Very forward thinking and family friendly, no? Her reasoning, however, was less than altruistic.
“Once people have kids,” she said, “they just don’t care as much about work.” OK, I can go with that. “And that makes them better at their job.” Huh?
If you’re like I was—sans kids and darkly eyeing the coworkers who leave the office promptly at 5 p.m. every day, you’re thinking right about now, “Gee, that sounds like the biggest load of motherhood-is-great, join-the-darkside bullshit I’ve ever heard.” Stick with me though.
She went on to explain that rather than being scattered and stressed, the parents she saw in the workplace were more likely to be focused and efficient. They were more realistic about their expectations and abilities than their child-free counterparts, which helped them to maintain a competitive edge even though they required more flexibility in their schedules.

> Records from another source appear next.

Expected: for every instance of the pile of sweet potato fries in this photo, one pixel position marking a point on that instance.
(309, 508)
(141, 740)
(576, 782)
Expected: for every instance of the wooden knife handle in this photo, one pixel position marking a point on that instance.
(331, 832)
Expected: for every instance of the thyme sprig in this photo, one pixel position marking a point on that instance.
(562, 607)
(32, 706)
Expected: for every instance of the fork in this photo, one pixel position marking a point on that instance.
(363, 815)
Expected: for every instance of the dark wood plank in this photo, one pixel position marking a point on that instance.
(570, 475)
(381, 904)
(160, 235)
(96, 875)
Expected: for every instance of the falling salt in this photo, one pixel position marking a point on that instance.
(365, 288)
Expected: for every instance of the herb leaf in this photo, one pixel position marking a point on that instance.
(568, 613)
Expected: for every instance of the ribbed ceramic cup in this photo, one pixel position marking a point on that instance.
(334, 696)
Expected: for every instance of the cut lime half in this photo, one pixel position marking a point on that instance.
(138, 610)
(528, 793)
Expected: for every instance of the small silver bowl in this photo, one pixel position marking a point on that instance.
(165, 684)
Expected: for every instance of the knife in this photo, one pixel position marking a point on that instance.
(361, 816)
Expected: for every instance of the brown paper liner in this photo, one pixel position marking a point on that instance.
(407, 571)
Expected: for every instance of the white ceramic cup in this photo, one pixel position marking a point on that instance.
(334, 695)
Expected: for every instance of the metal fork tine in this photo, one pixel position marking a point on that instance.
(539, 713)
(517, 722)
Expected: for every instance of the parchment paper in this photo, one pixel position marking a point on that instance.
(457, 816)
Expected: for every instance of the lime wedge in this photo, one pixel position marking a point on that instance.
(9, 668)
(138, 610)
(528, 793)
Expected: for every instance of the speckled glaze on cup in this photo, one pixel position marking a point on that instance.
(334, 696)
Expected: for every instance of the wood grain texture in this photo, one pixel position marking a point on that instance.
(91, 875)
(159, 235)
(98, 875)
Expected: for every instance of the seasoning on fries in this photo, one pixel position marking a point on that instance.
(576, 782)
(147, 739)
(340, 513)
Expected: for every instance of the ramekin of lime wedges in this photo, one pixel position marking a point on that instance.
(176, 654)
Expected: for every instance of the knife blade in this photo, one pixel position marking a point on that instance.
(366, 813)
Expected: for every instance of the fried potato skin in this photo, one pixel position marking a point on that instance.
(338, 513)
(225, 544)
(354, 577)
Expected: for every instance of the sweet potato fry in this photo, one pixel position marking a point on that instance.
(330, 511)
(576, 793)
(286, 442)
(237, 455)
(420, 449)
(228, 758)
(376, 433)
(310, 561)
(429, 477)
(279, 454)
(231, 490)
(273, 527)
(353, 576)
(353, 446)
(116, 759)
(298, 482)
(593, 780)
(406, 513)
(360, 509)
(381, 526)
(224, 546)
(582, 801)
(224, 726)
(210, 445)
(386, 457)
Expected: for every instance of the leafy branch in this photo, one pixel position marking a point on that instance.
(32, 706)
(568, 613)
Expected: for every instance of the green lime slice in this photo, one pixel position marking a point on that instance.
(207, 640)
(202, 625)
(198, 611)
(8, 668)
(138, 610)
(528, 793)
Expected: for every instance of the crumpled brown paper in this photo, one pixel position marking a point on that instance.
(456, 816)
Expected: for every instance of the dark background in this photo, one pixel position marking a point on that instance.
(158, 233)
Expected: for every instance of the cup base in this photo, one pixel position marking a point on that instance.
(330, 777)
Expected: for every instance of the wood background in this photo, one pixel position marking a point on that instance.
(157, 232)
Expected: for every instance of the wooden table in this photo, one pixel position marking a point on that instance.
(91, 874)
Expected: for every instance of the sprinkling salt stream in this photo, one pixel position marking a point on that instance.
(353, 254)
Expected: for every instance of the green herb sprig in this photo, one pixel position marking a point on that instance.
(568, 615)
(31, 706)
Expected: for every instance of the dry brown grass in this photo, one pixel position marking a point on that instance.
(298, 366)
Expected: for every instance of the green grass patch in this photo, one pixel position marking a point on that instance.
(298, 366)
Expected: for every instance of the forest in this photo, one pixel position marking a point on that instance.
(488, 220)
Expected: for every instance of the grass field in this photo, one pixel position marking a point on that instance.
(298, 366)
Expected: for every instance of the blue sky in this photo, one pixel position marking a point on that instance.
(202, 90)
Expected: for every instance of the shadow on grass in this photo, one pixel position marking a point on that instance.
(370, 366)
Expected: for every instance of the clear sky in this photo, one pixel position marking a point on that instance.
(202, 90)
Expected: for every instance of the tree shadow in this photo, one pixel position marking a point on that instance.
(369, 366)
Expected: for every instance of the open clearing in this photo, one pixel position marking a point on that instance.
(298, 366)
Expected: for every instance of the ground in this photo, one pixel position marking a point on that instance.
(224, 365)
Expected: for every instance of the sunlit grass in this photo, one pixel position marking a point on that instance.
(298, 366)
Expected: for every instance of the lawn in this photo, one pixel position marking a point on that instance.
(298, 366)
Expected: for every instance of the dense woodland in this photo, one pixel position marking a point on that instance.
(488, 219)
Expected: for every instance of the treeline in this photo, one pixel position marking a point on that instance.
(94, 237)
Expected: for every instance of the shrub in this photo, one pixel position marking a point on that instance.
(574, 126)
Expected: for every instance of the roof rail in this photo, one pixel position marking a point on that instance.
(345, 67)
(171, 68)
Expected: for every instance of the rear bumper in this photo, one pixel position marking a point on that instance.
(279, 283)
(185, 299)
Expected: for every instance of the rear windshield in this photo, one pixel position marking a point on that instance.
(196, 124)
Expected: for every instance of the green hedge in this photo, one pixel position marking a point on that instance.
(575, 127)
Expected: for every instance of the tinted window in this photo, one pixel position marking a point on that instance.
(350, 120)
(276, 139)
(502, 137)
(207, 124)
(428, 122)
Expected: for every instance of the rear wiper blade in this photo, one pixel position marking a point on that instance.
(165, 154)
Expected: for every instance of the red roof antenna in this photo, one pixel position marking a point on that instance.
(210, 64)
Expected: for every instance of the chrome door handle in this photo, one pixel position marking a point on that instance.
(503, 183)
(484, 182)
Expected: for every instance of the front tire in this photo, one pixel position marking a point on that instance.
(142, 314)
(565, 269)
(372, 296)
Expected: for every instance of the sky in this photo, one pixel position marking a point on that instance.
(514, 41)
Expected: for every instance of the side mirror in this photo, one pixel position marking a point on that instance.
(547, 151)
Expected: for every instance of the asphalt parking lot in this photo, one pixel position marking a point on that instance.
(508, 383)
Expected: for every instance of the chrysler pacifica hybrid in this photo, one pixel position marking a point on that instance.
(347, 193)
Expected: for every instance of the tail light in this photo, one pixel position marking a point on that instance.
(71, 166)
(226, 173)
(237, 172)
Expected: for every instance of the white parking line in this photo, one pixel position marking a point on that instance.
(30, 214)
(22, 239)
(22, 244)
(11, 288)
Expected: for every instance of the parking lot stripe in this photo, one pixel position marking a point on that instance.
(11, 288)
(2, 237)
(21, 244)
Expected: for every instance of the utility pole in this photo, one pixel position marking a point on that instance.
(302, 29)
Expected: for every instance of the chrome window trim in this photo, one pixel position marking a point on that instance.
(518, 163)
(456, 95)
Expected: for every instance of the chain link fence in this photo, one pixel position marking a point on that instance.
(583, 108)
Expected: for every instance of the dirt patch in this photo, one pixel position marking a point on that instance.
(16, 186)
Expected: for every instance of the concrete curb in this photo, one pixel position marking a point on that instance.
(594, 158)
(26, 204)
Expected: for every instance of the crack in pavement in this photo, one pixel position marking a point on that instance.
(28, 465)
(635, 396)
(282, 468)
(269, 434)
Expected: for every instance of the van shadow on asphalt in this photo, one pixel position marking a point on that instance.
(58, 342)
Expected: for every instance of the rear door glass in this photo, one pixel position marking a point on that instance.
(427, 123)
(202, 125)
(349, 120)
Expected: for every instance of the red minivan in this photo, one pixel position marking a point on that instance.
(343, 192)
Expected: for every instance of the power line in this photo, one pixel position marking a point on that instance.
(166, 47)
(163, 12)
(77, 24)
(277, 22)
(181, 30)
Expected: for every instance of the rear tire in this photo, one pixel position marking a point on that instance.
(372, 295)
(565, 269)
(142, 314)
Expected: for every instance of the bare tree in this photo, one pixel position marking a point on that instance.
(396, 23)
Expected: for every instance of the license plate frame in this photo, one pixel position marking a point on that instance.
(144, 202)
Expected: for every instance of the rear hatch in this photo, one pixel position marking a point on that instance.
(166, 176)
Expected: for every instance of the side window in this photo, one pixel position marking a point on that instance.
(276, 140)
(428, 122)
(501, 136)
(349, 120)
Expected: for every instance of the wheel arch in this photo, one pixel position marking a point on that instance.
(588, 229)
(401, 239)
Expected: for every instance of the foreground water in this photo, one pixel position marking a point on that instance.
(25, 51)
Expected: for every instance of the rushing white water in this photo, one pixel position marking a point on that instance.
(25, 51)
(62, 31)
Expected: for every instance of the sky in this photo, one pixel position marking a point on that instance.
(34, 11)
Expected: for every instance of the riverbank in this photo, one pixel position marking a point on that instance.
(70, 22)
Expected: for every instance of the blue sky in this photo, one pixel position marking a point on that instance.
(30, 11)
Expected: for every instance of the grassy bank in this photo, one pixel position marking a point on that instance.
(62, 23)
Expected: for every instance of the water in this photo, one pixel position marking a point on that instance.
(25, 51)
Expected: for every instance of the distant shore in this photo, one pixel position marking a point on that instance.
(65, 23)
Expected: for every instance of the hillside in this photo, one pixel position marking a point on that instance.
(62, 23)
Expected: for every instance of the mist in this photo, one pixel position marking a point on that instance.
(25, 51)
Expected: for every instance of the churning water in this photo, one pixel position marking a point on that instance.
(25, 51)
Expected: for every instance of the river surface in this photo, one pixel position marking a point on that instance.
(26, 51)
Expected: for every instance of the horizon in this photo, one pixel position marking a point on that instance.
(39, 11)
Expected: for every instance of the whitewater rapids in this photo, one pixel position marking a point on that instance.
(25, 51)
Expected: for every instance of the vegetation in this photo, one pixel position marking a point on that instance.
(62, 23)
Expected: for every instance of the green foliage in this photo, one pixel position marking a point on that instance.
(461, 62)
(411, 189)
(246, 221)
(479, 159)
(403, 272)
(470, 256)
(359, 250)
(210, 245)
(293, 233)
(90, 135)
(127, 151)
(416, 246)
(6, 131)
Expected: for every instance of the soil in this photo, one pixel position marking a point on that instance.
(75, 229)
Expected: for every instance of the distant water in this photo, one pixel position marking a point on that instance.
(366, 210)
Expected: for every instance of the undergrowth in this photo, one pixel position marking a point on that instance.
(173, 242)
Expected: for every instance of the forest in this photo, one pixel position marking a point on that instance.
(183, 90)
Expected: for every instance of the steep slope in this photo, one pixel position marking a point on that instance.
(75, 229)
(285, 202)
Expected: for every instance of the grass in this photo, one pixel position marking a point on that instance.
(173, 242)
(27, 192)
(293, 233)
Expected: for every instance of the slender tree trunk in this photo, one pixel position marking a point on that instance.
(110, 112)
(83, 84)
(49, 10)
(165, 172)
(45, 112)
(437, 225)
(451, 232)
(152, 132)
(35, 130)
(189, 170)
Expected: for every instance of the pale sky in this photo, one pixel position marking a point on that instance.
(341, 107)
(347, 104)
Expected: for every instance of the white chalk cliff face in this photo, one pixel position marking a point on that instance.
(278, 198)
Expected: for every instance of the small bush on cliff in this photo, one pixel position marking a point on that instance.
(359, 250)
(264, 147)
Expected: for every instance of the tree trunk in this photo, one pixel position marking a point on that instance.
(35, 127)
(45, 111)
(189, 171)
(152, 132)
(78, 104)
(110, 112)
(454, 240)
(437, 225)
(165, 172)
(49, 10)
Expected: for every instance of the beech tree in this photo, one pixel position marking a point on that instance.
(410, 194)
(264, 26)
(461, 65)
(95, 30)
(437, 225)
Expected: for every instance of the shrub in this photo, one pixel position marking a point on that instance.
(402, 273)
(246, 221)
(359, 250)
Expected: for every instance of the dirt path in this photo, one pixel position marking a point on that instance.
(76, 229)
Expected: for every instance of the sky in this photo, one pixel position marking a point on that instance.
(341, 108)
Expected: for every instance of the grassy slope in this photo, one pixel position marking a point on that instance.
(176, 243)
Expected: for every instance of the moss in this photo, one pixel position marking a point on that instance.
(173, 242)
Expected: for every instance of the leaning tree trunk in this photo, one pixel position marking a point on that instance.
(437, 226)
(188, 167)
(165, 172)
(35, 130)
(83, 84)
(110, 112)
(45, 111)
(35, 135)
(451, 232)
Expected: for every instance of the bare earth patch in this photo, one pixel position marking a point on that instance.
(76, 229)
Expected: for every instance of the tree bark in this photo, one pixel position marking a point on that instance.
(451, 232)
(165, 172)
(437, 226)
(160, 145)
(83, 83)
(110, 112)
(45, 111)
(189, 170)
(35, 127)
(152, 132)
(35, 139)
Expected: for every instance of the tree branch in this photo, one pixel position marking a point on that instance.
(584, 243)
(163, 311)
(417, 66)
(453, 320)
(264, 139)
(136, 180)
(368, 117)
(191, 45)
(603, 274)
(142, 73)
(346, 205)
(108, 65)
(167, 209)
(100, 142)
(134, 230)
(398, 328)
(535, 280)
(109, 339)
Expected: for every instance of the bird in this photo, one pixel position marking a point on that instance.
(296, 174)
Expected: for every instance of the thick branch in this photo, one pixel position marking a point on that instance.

Some of you tech-savvy moms and managers out there are probably among the lucky ones who’ve experienced this side-effect. You know firsthand what much of the prevailing research on work-life management supports—that joining the parenting ranks doesn’t have to spell career suicide and can even improve your productivity (provided your employer adopts the progressive policies to support you). I have to admit that over the last several years of my own career I’ve observed the latter in several of my peers and been amazed by it each time.
So does that mean we should all go and pop out a couple of kids just to jump the career ladder? Of course not. Most working moms still face a ton of discrimination on the job (which I’ll talk about another time). But it does give a girl hope that if on the off chance she does decide to have some rugrats down the road, she doesn’t have to lose her edge.